Question:

Thank you for your regular emails, they are extremely helpful and I only wish I knew about your site earlier. I learned about it only one month before my interviews, where I should have been heeding your advice one year before.

I am not doing an MBA program, but I attend the top masters program in International Relations, where I study international business. Not many firms come to my campus, but I managed to network my way into interviews with three of the top consulting firms in the Middle East (Booz, Bain, BCG).

Like you mentioned in your last email, I did the same thing wrong on all of them (they were one day apart). All of the firms said I excelled in strategic thinking but I lacked organizational structure, which is not surprising given my educational background. I made it to Round 2 or 3, but didn’t get an offer.

What I have been waiting to hear from your emails is something for people in my situation, who interviewed with the big firms but didn’t get an offer. I am graduating in May, and don’t want to wait a year, so I was wondering if you could talk about smaller firms. I am applying to Monitor, but to be honest, it’s the only one I know because I was so focused on the big firms.

Thanks so much for your help!

 

My Reply:

You have a few options.

First, if you made it to Rounds 2 and 3, I interpret that as your raw ability is high enough to work at a Top 3 firm, but your performance was not.

Performance = Ability + Preparation

This has several implications for you to consider:

a) You can work in consulting and be successful.

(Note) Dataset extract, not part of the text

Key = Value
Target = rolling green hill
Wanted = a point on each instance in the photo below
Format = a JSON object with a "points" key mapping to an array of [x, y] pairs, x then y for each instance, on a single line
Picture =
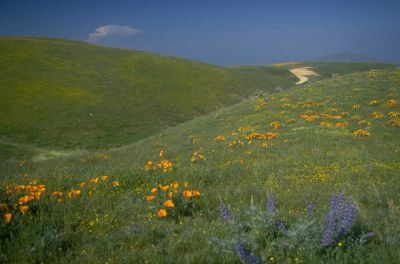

b) Had you started preparing much sooner and more aggressively, your outcome likely would have been different.

c) If you plan to continue focusing on consulting, start preparing more extensively right now.

On this last point, the tendency most people have is to secure the interview and then to prepare for the interview.  Now in most professions, that’ll probably work. But consulting is extremely competitive.

You are competing against people who have be preparing three, twelve, or in some cases eighteen months in advance. Quite often these are people who have just as much raw ability and talent as you do…and in some cases even more than you do.

I remember exchanging emails with one of my F1Y who was a student at Harvard Business School (might have been Harvard Law School). He spent 300 hours preparing with my materials and practicing with friends… that is a lot of preparation (and talent).

Second, given that you’ve missed out on the most recent opportunity with your Top 3 firms, you have two options. One is easier than the other, but both are possible.

a) Look to interview at other Top 10 firms. Some may or may not have a strong presence in the Middle East, but here are some companies that are well respected, do very similar work to the firms you’ve been considering, but are a little less competitive on the recruiting side:

  • AT Kearney
  • Monitor
  • LEK
  • Oliver Wyman
  • Roland Berger
  • Deloitte – Strategic Planning Practice
  • Accenture – Strategic Planning Practice

Also I noticed that you did not interview with McKinsey. You should try to interview there as well.

b) The other option is to re-apply at the firms you’ve already been rejected at.  The stated policy at most firms is to wait two years, but there’s another way to get re-considered sooner than that.

First, you need to work ridiculously hard to “ace the case”. Do not even bother attempting this strategy until you’re willing to get extremely good at cases… because it will take you potentially an enormous amount of energy to secure a second chance interview.

If you will not be prepared for it, don’t even bother.

The key is to network with these firms (ideally in about three to six months), say you’ve learned from your mistakes, were a little under-prepared the first time, and would like another attempt.  You have to develop an advocate who is an insider who will push for you to get a second chance.

Most people in consulting will not risk their reputation internally to get you another interview unless they are very sure that you’re much better than you were last time.

I have my CIBs do this successfully, but it is not easy to pull off for the reasons I stated above.

Regardless of your choices, good luck on the rest of your recruiting process.